An architect who was once recognized by Time magazine as a “Hero for the Planet,” McDonough received the Presidential Award for Sustainable Development in 1996. Braungart is a German chemist who founded the Environmental Protection Encouragement Agency (EPEA) and was once the director of the chemistry section at Greenpeace. The two are business partners that help their clients design, develop, and implement sustainable products and systems.
Cradle to Cradle is loaded with appalling descriptions of toxic chemicals that make up everyday products such as computers, soda bottles, and baby rattles and the way these chemicals “off-gas” into your environment, leach into your skin, and poison your food. But this isn’t a typical sustainability treatise. McDonough and Braungart studiously avoid asking consumers to make buying sacrifices or lifestyle changes—environmentalism’s kiss of death.
The authors’ call to action is not for consumers. It’s meant instead for industrial decision-makers, architects, product designers, and design engineers, whom McDonough and Braungart challenge to visualize a new paradigm of development in which industrial manufacturing systems are modified to mimic biological systems. Biological processes such as photosynthesis do not have unhealthy byproducts, say the authors, and waste is harmlessly returned to the environment as a nutrient. By re-tooling manufacturing processes so that “waste = food,” the authors propose moving beyond the traditional environmental appeal of “reduce, reuse, recycle,” because even recyclables are wasted resources that eventually crowd our landfills.

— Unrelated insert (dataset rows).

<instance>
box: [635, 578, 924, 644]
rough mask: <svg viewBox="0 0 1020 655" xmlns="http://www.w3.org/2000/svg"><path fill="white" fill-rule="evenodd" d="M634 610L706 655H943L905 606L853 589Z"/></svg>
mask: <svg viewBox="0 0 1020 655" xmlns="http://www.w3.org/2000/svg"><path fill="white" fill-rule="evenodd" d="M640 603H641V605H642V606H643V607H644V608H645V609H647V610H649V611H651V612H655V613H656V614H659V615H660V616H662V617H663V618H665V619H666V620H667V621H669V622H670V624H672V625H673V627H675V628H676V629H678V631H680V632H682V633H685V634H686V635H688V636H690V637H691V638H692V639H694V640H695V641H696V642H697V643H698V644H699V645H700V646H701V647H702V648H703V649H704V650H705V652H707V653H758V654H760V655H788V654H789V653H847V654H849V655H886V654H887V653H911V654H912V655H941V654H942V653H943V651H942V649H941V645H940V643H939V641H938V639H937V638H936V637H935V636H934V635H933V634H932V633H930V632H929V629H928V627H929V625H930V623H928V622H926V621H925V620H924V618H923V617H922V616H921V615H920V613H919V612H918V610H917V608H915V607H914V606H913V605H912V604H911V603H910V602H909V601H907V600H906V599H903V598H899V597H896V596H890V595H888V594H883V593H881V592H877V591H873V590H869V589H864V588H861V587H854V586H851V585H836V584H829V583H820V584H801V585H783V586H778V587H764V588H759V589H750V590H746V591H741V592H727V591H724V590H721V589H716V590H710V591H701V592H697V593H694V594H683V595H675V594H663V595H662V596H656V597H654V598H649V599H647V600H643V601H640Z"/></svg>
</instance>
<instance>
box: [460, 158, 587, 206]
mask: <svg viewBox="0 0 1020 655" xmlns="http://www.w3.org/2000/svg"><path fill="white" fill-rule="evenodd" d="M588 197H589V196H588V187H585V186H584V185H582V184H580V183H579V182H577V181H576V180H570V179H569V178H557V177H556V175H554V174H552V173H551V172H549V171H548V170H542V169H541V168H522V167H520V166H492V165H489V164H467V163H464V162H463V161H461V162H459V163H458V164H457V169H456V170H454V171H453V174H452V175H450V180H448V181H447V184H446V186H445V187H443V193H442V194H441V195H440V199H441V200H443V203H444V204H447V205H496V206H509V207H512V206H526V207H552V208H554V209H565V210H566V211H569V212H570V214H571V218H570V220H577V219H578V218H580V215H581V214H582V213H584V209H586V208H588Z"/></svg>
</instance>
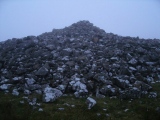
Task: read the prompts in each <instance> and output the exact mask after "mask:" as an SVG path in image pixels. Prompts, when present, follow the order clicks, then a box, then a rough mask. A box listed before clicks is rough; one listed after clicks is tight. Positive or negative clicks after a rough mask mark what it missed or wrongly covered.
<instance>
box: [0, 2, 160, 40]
mask: <svg viewBox="0 0 160 120" xmlns="http://www.w3.org/2000/svg"><path fill="white" fill-rule="evenodd" d="M80 20H89V21H90V22H91V23H93V24H94V25H95V26H97V27H99V28H101V29H104V30H105V31H106V32H107V33H109V32H112V33H115V34H118V35H121V36H131V37H137V36H139V37H140V38H146V39H147V38H158V39H160V0H0V41H4V40H7V39H11V38H13V37H14V38H21V37H25V36H28V35H35V36H37V35H39V34H41V33H44V32H50V31H52V29H53V28H56V29H59V28H64V27H65V26H69V25H71V24H72V23H75V22H78V21H80Z"/></svg>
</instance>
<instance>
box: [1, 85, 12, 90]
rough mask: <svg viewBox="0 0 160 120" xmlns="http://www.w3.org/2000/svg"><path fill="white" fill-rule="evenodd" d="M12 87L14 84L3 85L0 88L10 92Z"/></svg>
mask: <svg viewBox="0 0 160 120" xmlns="http://www.w3.org/2000/svg"><path fill="white" fill-rule="evenodd" d="M11 86H12V84H3V85H1V86H0V90H8V89H10V87H11Z"/></svg>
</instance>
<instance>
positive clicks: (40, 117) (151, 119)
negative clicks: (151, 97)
mask: <svg viewBox="0 0 160 120" xmlns="http://www.w3.org/2000/svg"><path fill="white" fill-rule="evenodd" d="M152 87H153V91H157V93H158V97H157V98H155V99H149V98H147V97H144V98H140V99H134V100H119V99H114V98H113V99H110V98H109V97H106V98H103V99H97V98H95V97H94V96H93V98H94V99H95V100H96V101H97V104H96V105H95V106H94V107H93V108H92V109H91V110H88V109H87V105H86V104H85V100H86V98H79V99H77V98H75V97H74V96H63V97H60V98H59V99H58V100H56V101H55V102H53V103H42V105H41V106H40V107H41V108H43V110H44V111H42V112H40V111H38V108H40V107H39V106H37V108H34V109H33V106H31V105H29V104H28V103H27V101H26V100H24V99H23V98H22V95H19V96H13V95H11V94H9V93H8V94H4V93H3V92H2V91H1V92H0V120H13V119H15V120H160V113H159V112H158V111H156V108H157V107H160V97H159V96H160V83H156V84H153V85H152ZM33 97H35V95H31V96H29V98H33ZM36 97H37V101H38V102H40V101H41V96H36ZM21 100H24V101H25V103H24V104H21V103H20V101H21ZM71 105H75V107H72V106H71ZM58 108H64V110H58ZM103 109H104V110H103ZM105 109H106V110H105ZM97 114H100V116H98V115H97Z"/></svg>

McDonough and Braungart envision a world with no waste because products, factories, and buildings have been properly designed to eliminate waste altogether. Everything is produced from “biological nutrients” that can be safely returned to the earth or “technical nutrients” that can be infinitely re-used in the manufacturing process. The authors propose a product leasing model based on such sustainable production practices. In their model, products from appliances to carpet are viewed as services. Instead of being owned, these services are leased to consumers for a specific service period—say, ten years for a refrigerator or 10,000 viewing hours for a television. At the end of the service period, the product is returned to the manufacturer, who uses the technical nutrients to make new products and safely returns the biological nutrients to the earth.
The authors practice what they preach: Cradle to Cradle is not a tree-based book. It’s made from synthetic fibers composed of plastic resins and inorganic fillers and is completely waterproof. I know this is true because I tested it in the bathtub (at great risk, since the book is borrowed). The book is not biodegradable, but it is a technical nutrient that can be infinitely re-used in the manufacturing process.
But it’s in the book’s innovative design that I see the very reasons that McDonough and Braungart’s vision isn’t quite ready for prime time. First of all, because its synthetic materials are much heavier than regular paper, it’s a weighty softback book. And due to its heft, particularly at the spine, it doesn’t stay open and must be read using both hands. And finally, because of the unique design materials, Cradle to Cradle retails for twenty-five dollars—that’s a lot of cash for an average-sized softback.
These criticisms may sound petty. But although most consumers want to make sustainable choices, rarely will they do so at the sacrifice of conenience and cost–the twin pillars of a consumer-oriented society. Sustainably-designed products must meet consumer expectations or they will not be successful. Otherwise, McDonough and Braungart are right on target in their analysis ot the problems in modern manufacturing, and their proposed solutions–illustrated with real-life customer examples–are convincing.